# Trying to set up a raid with no instructions



## Roach13 (Sep 5, 2006)

Hi All,

I have a tough one here. At least for me. we just inherited a macpro with a 6TB fibre channel RAID. I was the lucky guy in teh company that got it but now I also get the headache of trying to figure out how to make it work without any instructions. It was gear that came from another city and all I got were boxes of hardware with not manuals or any answers. 

I thought I had it figured out but then in the middle of a transfer the RAID just shut itself off. When I tried to reboot it a red light camne on and a whining sound (Like and Alarm). 

One of the main things I'm confused about is that it came with 2 Eathernet cables along with the fibre channel cables. I never hooked up the eathernet cables and I thought it was working until now. If I hook up the eathernet cables then I don't have internet access, is this needed? 

Here's what I've got:

Macpro
2x3 Ghz Quad-Core Intel Xeon (Running OSX 10.4.11)

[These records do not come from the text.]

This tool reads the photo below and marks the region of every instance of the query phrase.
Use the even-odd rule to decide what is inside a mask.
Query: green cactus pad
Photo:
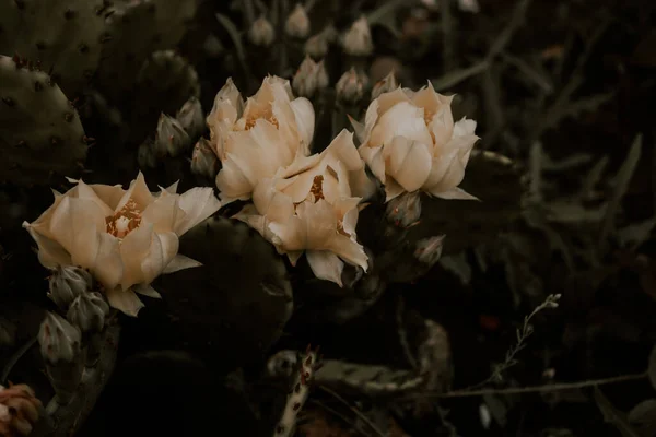
[[[102,0],[0,2],[0,55],[34,62],[69,96],[93,78],[105,40]]]
[[[107,19],[112,40],[104,46],[98,82],[110,101],[134,85],[142,62],[154,51],[176,47],[196,14],[196,0],[118,2]]]
[[[261,358],[293,309],[281,257],[257,232],[223,217],[189,231],[179,252],[203,265],[164,275],[157,286],[176,331],[192,346],[225,352],[221,361],[233,365]]]
[[[80,117],[46,73],[20,63],[0,56],[1,179],[44,185],[74,176],[87,150]]]

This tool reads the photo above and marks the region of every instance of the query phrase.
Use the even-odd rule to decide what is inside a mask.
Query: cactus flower
[[[259,180],[307,156],[315,114],[308,99],[294,98],[290,82],[268,76],[246,104],[231,79],[207,118],[210,141],[222,169],[216,187],[222,202],[248,200]]]
[[[137,293],[157,297],[150,286],[162,273],[200,265],[178,255],[178,237],[221,208],[212,188],[175,193],[175,185],[151,193],[140,173],[120,186],[77,186],[55,194],[55,203],[33,223],[23,223],[47,268],[89,269],[109,305],[137,316]]]
[[[344,262],[367,270],[358,243],[359,203],[373,184],[343,130],[320,154],[300,156],[273,178],[262,179],[237,218],[256,228],[290,262],[305,252],[314,274],[342,286]]]
[[[364,125],[351,120],[360,154],[385,185],[387,201],[417,190],[442,199],[476,199],[458,188],[479,139],[476,121],[454,122],[452,99],[431,83],[418,92],[398,87],[371,103]]]

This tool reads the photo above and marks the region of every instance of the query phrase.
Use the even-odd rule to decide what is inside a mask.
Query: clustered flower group
[[[136,316],[137,293],[163,273],[200,265],[178,253],[178,238],[221,205],[249,201],[235,217],[257,229],[295,265],[303,253],[319,279],[340,286],[344,262],[366,271],[355,226],[363,200],[377,190],[366,167],[385,187],[386,201],[424,191],[443,199],[476,199],[458,185],[478,137],[476,122],[454,122],[452,97],[431,84],[419,92],[396,87],[370,104],[353,133],[341,131],[321,153],[311,153],[312,103],[294,98],[290,82],[263,80],[246,101],[232,80],[207,117],[212,150],[222,164],[212,188],[152,193],[143,175],[130,187],[82,180],[33,223],[24,223],[42,264],[87,269],[109,304]]]
[[[314,108],[294,98],[289,81],[269,76],[246,102],[229,79],[207,118],[222,163],[216,176],[223,204],[248,203],[236,217],[285,253],[292,265],[305,252],[315,275],[340,286],[344,262],[366,271],[355,225],[375,182],[387,201],[425,191],[444,199],[476,199],[458,185],[478,137],[476,122],[454,122],[450,97],[427,87],[397,87],[375,98],[353,134],[341,131],[311,154]]]

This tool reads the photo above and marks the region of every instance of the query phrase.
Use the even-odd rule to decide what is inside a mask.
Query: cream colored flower
[[[306,253],[315,275],[340,286],[344,261],[367,269],[358,243],[358,205],[375,187],[343,130],[320,154],[298,156],[255,188],[253,204],[237,218],[273,243],[291,263]]]
[[[479,139],[476,121],[454,122],[452,99],[430,83],[417,93],[398,87],[371,103],[364,125],[351,120],[362,143],[360,154],[385,185],[387,201],[415,190],[442,199],[476,199],[458,188]]]
[[[300,154],[309,154],[315,114],[294,98],[290,82],[268,76],[246,104],[232,80],[216,94],[207,118],[210,141],[223,167],[216,187],[224,203],[248,200],[257,182]]]
[[[159,297],[150,286],[155,277],[200,265],[178,255],[178,237],[221,208],[212,188],[175,191],[151,193],[141,173],[127,190],[80,180],[23,227],[43,265],[89,269],[114,308],[137,316],[143,303],[136,292]]]

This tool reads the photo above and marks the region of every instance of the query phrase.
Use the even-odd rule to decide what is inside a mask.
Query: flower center
[[[124,238],[141,224],[141,211],[137,202],[130,198],[124,208],[116,214],[105,217],[107,233],[117,238]]]
[[[315,197],[315,203],[324,198],[324,176],[317,175],[312,182],[309,192]]]

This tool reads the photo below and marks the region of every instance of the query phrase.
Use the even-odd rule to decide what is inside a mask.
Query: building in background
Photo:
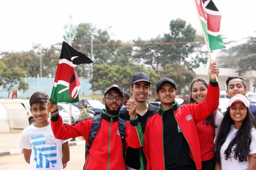
[[[217,58],[217,57],[216,57]],[[208,81],[209,75],[208,75],[208,67],[200,67],[194,70],[196,73],[196,77],[204,78]],[[238,73],[236,72],[237,69],[229,68],[220,68],[220,74],[219,74],[219,85],[220,91],[227,89],[226,81],[228,77],[230,76],[238,76]],[[256,71],[247,71],[243,74],[242,76],[246,83],[247,87],[249,91],[254,92],[254,85],[256,85]]]

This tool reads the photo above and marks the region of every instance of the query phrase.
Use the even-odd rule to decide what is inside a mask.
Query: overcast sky
[[[112,26],[113,38],[124,41],[149,39],[168,31],[172,19],[180,18],[201,31],[194,0],[2,0],[0,5],[0,52],[30,49],[63,40],[63,25],[70,14],[73,23]],[[214,0],[222,14],[220,31],[240,40],[256,31],[256,1]]]

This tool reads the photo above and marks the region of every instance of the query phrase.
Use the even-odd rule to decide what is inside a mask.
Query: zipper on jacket
[[[175,114],[174,114],[174,110],[173,108],[172,108],[172,110],[173,111],[173,114],[174,114],[174,118],[175,118],[175,120],[176,120],[176,122],[177,122],[177,124],[178,124],[178,121],[177,121],[177,119],[176,119],[176,117],[175,117]],[[191,151],[191,148],[190,148],[190,146],[189,145],[189,143],[188,143],[188,141],[187,138],[186,138],[186,136],[184,135],[184,134],[183,133],[183,131],[182,131],[181,128],[180,128],[180,130],[181,130],[181,132],[182,133],[182,134],[184,136],[184,138],[185,138],[185,139],[186,139],[186,140],[187,141],[187,143],[188,143],[188,147],[189,147],[189,149],[190,149],[190,151]],[[193,158],[194,158],[194,162],[195,162],[195,164],[196,165],[196,169],[197,170],[198,169],[197,166],[196,165],[196,163],[195,157],[194,156],[194,154],[193,154],[193,152],[192,152],[192,151],[191,151],[191,153],[192,153],[192,156],[193,156]]]
[[[87,161],[87,164],[86,165],[86,166],[85,167],[85,170],[87,170],[87,168],[88,168],[88,166],[89,166],[89,163],[90,162],[90,160],[91,158],[91,156],[92,156],[92,155],[90,155],[90,157],[89,157],[89,158],[88,158],[88,161]]]
[[[163,154],[164,154],[164,169],[165,170],[165,162],[164,161],[164,121],[163,121],[163,117],[164,117],[164,113],[165,111],[163,111],[163,113],[162,114],[162,138],[163,139]]]
[[[113,119],[111,117],[110,122],[109,123],[109,132],[108,133],[108,170],[110,170],[110,137],[111,134],[111,123],[113,121]]]

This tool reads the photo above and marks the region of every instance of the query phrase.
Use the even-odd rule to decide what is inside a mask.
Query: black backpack
[[[94,117],[92,121],[92,127],[91,127],[91,130],[90,132],[90,136],[88,139],[88,142],[85,146],[85,160],[86,160],[86,156],[88,154],[88,150],[91,148],[92,146],[92,143],[94,138],[97,134],[97,132],[99,130],[100,126],[100,123],[101,122],[101,114]],[[118,127],[119,128],[119,132],[120,132],[120,136],[122,140],[122,143],[123,147],[123,156],[124,161],[126,161],[125,156],[125,131],[126,130],[126,126],[124,121],[118,117]]]

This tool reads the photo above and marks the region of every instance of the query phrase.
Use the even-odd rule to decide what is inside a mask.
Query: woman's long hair
[[[215,157],[216,162],[218,163],[220,163],[220,148],[230,132],[231,126],[234,123],[230,114],[229,107],[228,107],[219,128],[219,134],[215,142]],[[247,108],[246,116],[243,121],[241,127],[224,152],[226,160],[231,157],[231,153],[233,151],[232,147],[236,144],[236,148],[234,150],[234,158],[236,160],[238,157],[239,162],[248,160],[247,158],[250,151],[250,145],[252,142],[251,129],[256,127],[255,121],[252,114]]]
[[[199,82],[202,82],[204,84],[204,85],[206,87],[206,89],[208,88],[208,84],[207,84],[207,82],[204,79],[203,79],[202,78],[196,78],[194,79],[190,84],[190,98],[189,100],[190,103],[196,103],[192,98],[192,87],[193,87],[193,85],[195,83]],[[204,123],[205,123],[206,125],[210,125],[211,126],[214,128],[216,128],[218,127],[214,125],[214,112],[210,116],[206,118],[204,121]]]

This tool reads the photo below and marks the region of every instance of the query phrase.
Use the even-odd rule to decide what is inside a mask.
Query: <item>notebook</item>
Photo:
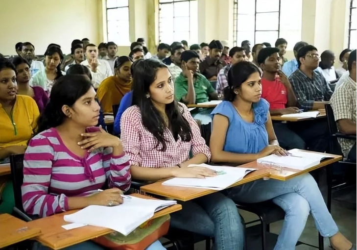
[[[205,164],[190,165],[188,167],[197,166],[208,168],[221,174],[214,177],[206,177],[204,179],[175,177],[164,181],[163,185],[222,190],[241,180],[249,173],[256,170],[255,169],[225,166],[210,166]]]
[[[130,196],[119,206],[92,205],[65,215],[68,222],[110,228],[125,236],[149,220],[155,212],[177,203],[176,200],[147,200]]]
[[[319,111],[303,112],[302,113],[297,113],[296,114],[288,114],[283,115],[282,117],[293,117],[296,118],[316,118],[320,114]]]
[[[312,152],[306,152],[295,149],[288,151],[292,154],[287,156],[278,156],[271,154],[257,160],[258,163],[276,166],[282,168],[289,168],[304,170],[315,165],[326,158],[333,156]]]

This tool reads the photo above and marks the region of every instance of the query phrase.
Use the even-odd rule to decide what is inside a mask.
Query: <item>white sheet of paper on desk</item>
[[[218,105],[221,102],[222,102],[221,100],[213,100],[206,102],[200,102],[197,103],[197,105]]]
[[[288,114],[283,115],[282,117],[291,117],[296,118],[316,118],[320,114],[319,111],[303,112],[303,113],[297,113],[296,114]]]
[[[222,190],[227,188],[233,183],[239,181],[248,173],[256,170],[255,169],[210,166],[205,164],[190,165],[189,167],[195,166],[208,168],[217,172],[223,171],[226,174],[217,175],[214,177],[206,177],[204,179],[175,177],[164,181],[163,182],[163,185]]]
[[[174,205],[176,200],[147,200],[130,196],[115,206],[92,205],[64,216],[65,221],[110,228],[127,235],[154,215],[154,213]]]
[[[271,154],[258,159],[257,162],[262,164],[304,170],[318,165],[324,159],[333,158],[333,156],[323,153],[306,152],[296,149],[288,151],[292,154],[291,155],[278,156],[275,154]]]

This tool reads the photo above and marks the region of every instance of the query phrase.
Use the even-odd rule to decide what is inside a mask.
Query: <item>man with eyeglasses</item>
[[[325,77],[314,71],[318,67],[319,59],[314,47],[302,48],[297,54],[299,68],[289,77],[299,107],[304,111],[325,108],[333,94]]]
[[[320,56],[312,45],[304,46],[298,51],[299,68],[289,77],[299,108],[304,111],[324,109],[333,92],[325,77],[314,71],[318,66]],[[303,138],[308,149],[325,152],[329,145],[327,122],[323,119],[290,123],[289,128]]]

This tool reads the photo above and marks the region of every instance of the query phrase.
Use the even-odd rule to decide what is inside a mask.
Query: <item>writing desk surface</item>
[[[139,194],[132,194],[130,195],[143,199],[155,199]],[[180,204],[173,205],[155,213],[150,220],[173,213],[181,210],[182,208],[182,207]],[[62,225],[71,224],[65,222],[63,216],[79,210],[79,209],[69,211],[48,217],[35,220],[28,222],[27,225],[40,228],[42,233],[36,237],[36,240],[55,250],[72,246],[114,231],[109,228],[92,225],[86,225],[71,230],[63,228]]]
[[[314,110],[311,110],[314,111]],[[326,112],[325,109],[319,109],[320,114],[317,115],[316,118],[313,117],[282,117],[282,116],[271,116],[272,121],[280,121],[281,122],[301,122],[303,121],[308,121],[319,118],[326,118]]]
[[[307,151],[309,151],[307,150]],[[283,181],[287,180],[295,176],[309,172],[315,169],[338,161],[342,159],[342,156],[340,155],[329,154],[323,154],[332,156],[333,158],[323,160],[319,164],[304,170],[284,168],[282,171],[280,171],[280,170],[277,170],[276,168],[274,168],[273,166],[258,163],[257,161],[240,165],[236,167],[257,169],[258,170],[248,174],[241,180],[233,184],[230,187],[227,188],[227,189],[253,181],[263,177],[269,177],[271,179]],[[162,184],[164,181],[165,180],[157,181],[152,184],[143,186],[141,187],[140,189],[148,193],[173,198],[183,201],[186,201],[198,198],[217,192],[216,190],[202,188],[166,186]]]
[[[6,175],[11,174],[10,163],[0,165],[0,176]]]
[[[0,248],[30,239],[41,234],[39,228],[8,214],[0,214]]]
[[[255,165],[254,163],[254,162],[251,162],[239,167],[260,168],[260,169],[248,174],[242,179],[232,184],[230,187],[241,185],[260,179],[263,177],[269,176],[269,172],[268,170],[263,167],[256,168],[255,167]],[[148,193],[172,198],[183,201],[186,201],[218,192],[217,190],[204,188],[166,186],[162,184],[165,180],[166,180],[143,186],[140,188],[140,190]]]

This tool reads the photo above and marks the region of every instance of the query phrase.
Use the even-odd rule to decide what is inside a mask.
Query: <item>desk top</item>
[[[232,185],[228,188],[241,185],[251,181],[261,179],[263,177],[269,177],[280,180],[286,180],[296,175],[302,175],[305,173],[309,172],[315,169],[324,167],[333,162],[338,161],[342,159],[340,155],[324,154],[327,155],[332,156],[333,158],[328,158],[323,160],[321,163],[311,168],[304,170],[298,170],[296,169],[284,168],[283,170],[278,170],[273,168],[271,166],[264,164],[257,163],[255,161],[248,163],[238,166],[237,167],[250,168],[257,169],[258,170],[247,175],[241,180]],[[143,186],[141,188],[143,191],[148,193],[153,194],[160,196],[173,198],[175,200],[186,201],[198,198],[202,196],[212,194],[216,190],[210,189],[204,189],[191,187],[176,187],[174,186],[165,186],[162,185],[165,180],[158,181],[154,183]]]
[[[320,112],[320,114],[316,118],[311,117],[282,117],[282,116],[271,116],[271,120],[272,121],[281,121],[282,122],[301,122],[302,121],[325,118],[326,117],[326,112],[325,109],[319,109],[318,111]]]
[[[10,168],[10,163],[0,165],[0,176],[6,175],[11,174],[11,170]]]
[[[255,165],[255,162],[251,162],[239,166],[244,168],[257,168],[259,169],[248,174],[242,180],[232,184],[230,187],[241,185],[269,175],[270,173],[269,170],[266,168],[264,167],[264,166],[256,167]],[[152,184],[146,185],[141,187],[140,190],[148,193],[172,198],[183,201],[186,201],[198,198],[198,197],[218,192],[217,190],[203,188],[165,186],[162,185],[162,183],[165,180],[157,181]]]
[[[133,194],[130,195],[143,199],[155,199],[139,194]],[[178,204],[173,205],[155,213],[154,216],[150,220],[170,214],[181,209],[181,205]],[[42,233],[36,237],[36,240],[42,244],[55,250],[72,246],[113,231],[109,228],[92,225],[86,225],[71,230],[66,230],[63,228],[62,225],[71,224],[65,222],[63,220],[63,216],[78,211],[79,210],[69,211],[48,217],[35,220],[28,222],[27,225],[41,228]]]
[[[30,239],[41,233],[41,229],[8,214],[0,214],[0,248]]]

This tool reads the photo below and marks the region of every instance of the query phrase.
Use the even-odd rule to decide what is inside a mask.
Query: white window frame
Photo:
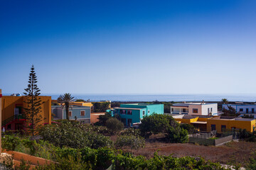
[[[82,112],[85,112],[85,115],[82,115]],[[80,116],[85,116],[85,110],[80,110]]]

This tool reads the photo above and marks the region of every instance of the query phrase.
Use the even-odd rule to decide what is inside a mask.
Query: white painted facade
[[[256,118],[256,105],[247,105],[247,104],[223,104],[223,108],[228,109],[231,106],[235,109],[237,113],[239,113],[240,116],[245,115],[253,115]]]
[[[185,103],[171,106],[171,114],[188,114],[197,115],[217,115],[218,103]]]

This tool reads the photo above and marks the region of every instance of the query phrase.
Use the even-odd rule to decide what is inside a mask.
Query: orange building
[[[42,123],[51,123],[51,97],[40,96],[43,104],[41,112],[43,121]],[[1,128],[6,130],[23,130],[25,119],[23,114],[26,104],[26,96],[7,96],[1,98]]]

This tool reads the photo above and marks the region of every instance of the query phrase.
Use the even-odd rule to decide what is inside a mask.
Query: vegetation
[[[43,118],[41,113],[42,101],[39,97],[40,89],[38,87],[36,83],[37,76],[35,72],[35,68],[32,65],[31,68],[31,72],[28,76],[28,88],[25,89],[25,93],[26,100],[24,103],[26,104],[26,107],[24,107],[24,115],[26,120],[28,131],[33,136],[36,134],[36,131],[43,123]]]
[[[188,134],[193,134],[198,132],[198,130],[196,129],[193,125],[189,124],[181,124],[181,128],[182,129],[186,130]]]
[[[112,134],[117,134],[124,128],[124,124],[117,118],[110,118],[106,121],[106,126]]]
[[[63,95],[60,95],[58,98],[58,102],[61,103],[63,106],[65,106],[65,110],[66,112],[66,119],[69,120],[68,112],[70,103],[74,101],[74,97],[71,96],[70,94],[65,94]]]
[[[102,126],[106,126],[106,122],[107,120],[111,118],[111,114],[109,113],[106,113],[105,115],[100,115],[97,119],[99,120],[98,122],[95,123],[95,125],[102,125]]]
[[[110,137],[90,130],[86,125],[75,122],[47,125],[41,130],[39,135],[44,140],[60,147],[98,148],[112,146]]]
[[[114,145],[120,149],[129,147],[131,149],[137,149],[145,146],[145,140],[139,136],[121,135],[117,137]]]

I'm not too knowledgable with raids and I'm not really sure what this setup is so here's what I can tell you:

Fibre Channel Domain 0
Capacity-4.09TB
SCSI Logical UNit Number-0
Model-Xserve RAID
Revision-1.51
Removeable Media-Yes
Detachable Drive-No
BSD name-disk5
os9 drivers-no
S.M.A.R.T. status-Not supported

Fibre Channel Domain 1
Capacity-2.27TB
SCSI Logical UNit Number-0
Model-Xserve RAID
Revision-1.51
Removeable Media-Yes
Detachable Drive-No
BSD name-disk4
os9 drivers-no
S.M.A.R.T. status-Not supported

Thanks in advance for your help. I feel completely lost on this one.


----------